Evacuation orders and school closures caused chaos to many residents across Sydney.

Warragamba Dam has begun to spill. Image: ABC.

The already-saturated Sydney region has yet again been affected by an extreme rainfall event following flooding throughout March. The rain caused evacuation orders and the closures of schools and roads throughout the city. 

A deepening trough over the city produced rainfall from Wednesday evening and throughout Thursday. Rain is expected to continue on Friday.

The University of Sydney did not advise students to remain at home. A spokesperson told Honi

“We’re aware that NSW SES has issued local orders rather than a state-wide stay at home direction, and so we haven’t issued general advice to our community today. As noted previously, we follow SES advice and BOM forecasts to determine when we issue all staff/student communications encouraging our community to stay home if possible. We also advise our community to heed any localised warnings, and to exercise appropriate caution.”

 “Students affected by floods and severe weather will not be penalised for non-attendance of any classes.”

The NSW Bureau of Meteorology warned residents of major flooding throughout the Hawkesbury-Nepean Valley. Flood levels at Menangle, on the Nepean River, exceeded those in March. Major flooding is also likely to occur along the Hawkesbury at North Richmond, with Warragamba Dam spilling.

[image: flooding on the Menangle Bridge; credit: LiveTraffic]

The SES issued evacuation orders for a number of Sydney suburbs, including parts of Richmond, Camden, Chipping Norton, and Woronora. For some residents, this represents the third evacuation due to flooding in a month.

There have been dozens of rescues and over a thousand calls for assistance, according to the SES.

The Illawarra was also hit hard by the rains, with a number of key roads between Wollongong and Sydney closed due to land slips. Students venturing home from University experienced cancelled trains after the tracks were flooded, and several stations could not be reached by train replacement buses due to landslides.

“Getting home was an absolute nightmare,” said USyd student Anna, who lives in Wollongong and had travelled to university by train to attend class. “I got to Waterfall, got on the bus, and then the bus driver said Bulli Pass was closed. We had to take [a back road] which had a lot of water over the road and minor land slips.” 

The NSW Department of Education announced that all schools across the Illawarra would be closed on Friday 8 April due to flooding risks and concerns about school traffic on flooded roads. Many schools sent students home early on Thursday as nearby creeks burst their banks. 

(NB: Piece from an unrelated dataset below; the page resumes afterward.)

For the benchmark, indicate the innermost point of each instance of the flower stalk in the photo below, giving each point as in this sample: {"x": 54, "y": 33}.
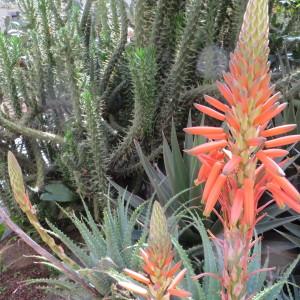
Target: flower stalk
{"x": 161, "y": 276}
{"x": 240, "y": 162}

[image: Figtree High School oval affected by flooding; source: Facebook]

Kurnell, in Sydney’s south-east, saw petrol mixing with floodwater after the wastewater pit at the Ampol fuel terminal overflowed. Residents posted videos to social media of a black substance which smelled of petrol bubbling out of their sinks and local drains. 

The SES has emphasised the importance of never entering flood water, and has encouraged motorists to exercise caution.